Neuromas are considered “tumors” of neural structures. For purposes of this chapter, we refer to non-neoplastic neuromas. Neuromas typically form following surgical transection, trauma, or entrapment. Neuromas are considered to be discrete enlargements. If superficial, they may be palpable. If deeper, they may be visualized with noninvasive imaging tools (MRI, ultrasound).
Like trigger points, a neuroma can be stimulated with normal palpation (allodynia). Painful stimuli over a neuroma may lead to an excessive or prolonged pain response, ie, hyperalgesia and hyperpathia. Due to dysfunction of this neural tissue, there may be impairment in conduction. Motor function and sensory processing may be dysfunctional. Autonomous and maladaptive reflexes may be present.
Infiltration with a local anesthetic and steroid may be therapeutic. Perineural infiltration is preferred, since intraneural injections may lead to permanent nerve damage and paradoxically, a deafferentation pain syndrome.
Neuroma injections (NIs) are commonly used as a treatment option in patients with acute and chronic pain. Pain can be present at rest or with movement. Neuroma pain may be exacerbated with constriction, eg, stump and the Morton neuromas.

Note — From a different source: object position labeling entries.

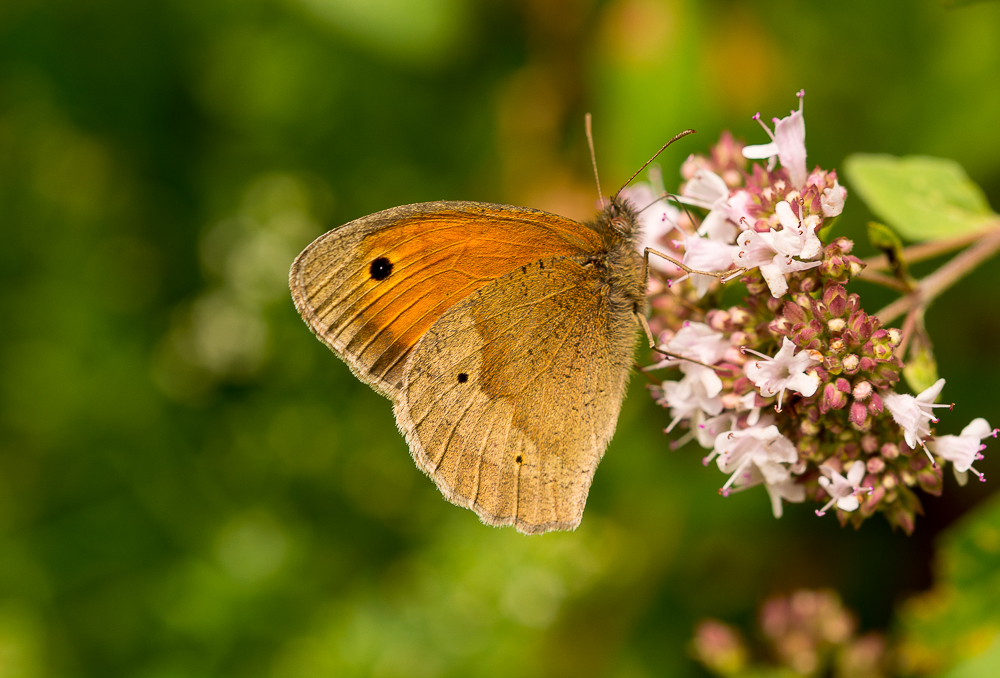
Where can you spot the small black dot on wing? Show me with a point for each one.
(380, 269)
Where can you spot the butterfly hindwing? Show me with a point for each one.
(512, 396)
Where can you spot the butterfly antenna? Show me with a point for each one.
(593, 156)
(645, 164)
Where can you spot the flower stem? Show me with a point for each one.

Trigger points are commonly present in patients who have undergone surgery. This is especially true when the surgical scar injured a peripheral nerve, eg, limb amputation or rib resection or retraction.
Neuromas may be found in the surgical bed:
Neuromas may be confused with tender points, as is usually found in patients with fibromyalgia. Unlike fibromyalgia, neuromas are typically isolated and develop secondary to a specific event.
Physical examination findings include:
A palpable and tender swelling that is painful with light touch (allodynia).
Deeper pressure leads to a more protracted (hyperpathic) and heightened (hyperalgesic) pain response.
The scar should be healed.
Poorly healing scars or ulcers should be addressed, before considering neuroma injections.
Some healed surgical scars may demonstrate dystrophic or color changes.
There may be a significant amount of allodynia, distributed around the scar.
In this situation, there may be a heightened sympathetic response in addition to the presence of neuromas.
Passive stretching of the scar or focal neuroma compression should elicit pain.
This pain should be eliminated following a neuroma injection.
Arguably, a pressure algometer, as described in the trigger point injection chapter, may be useful: “an increase in the pressure pain threshold by 2 to 3 kg, immediately after the NI will indicate an effective injection.”
GOAL OF NEUROMA INJECTIONS
The primary goal of the neuroma injections is to inactivate the neuromas by anesthetizing the primary area of pain through needling and infiltration with an injectable solution.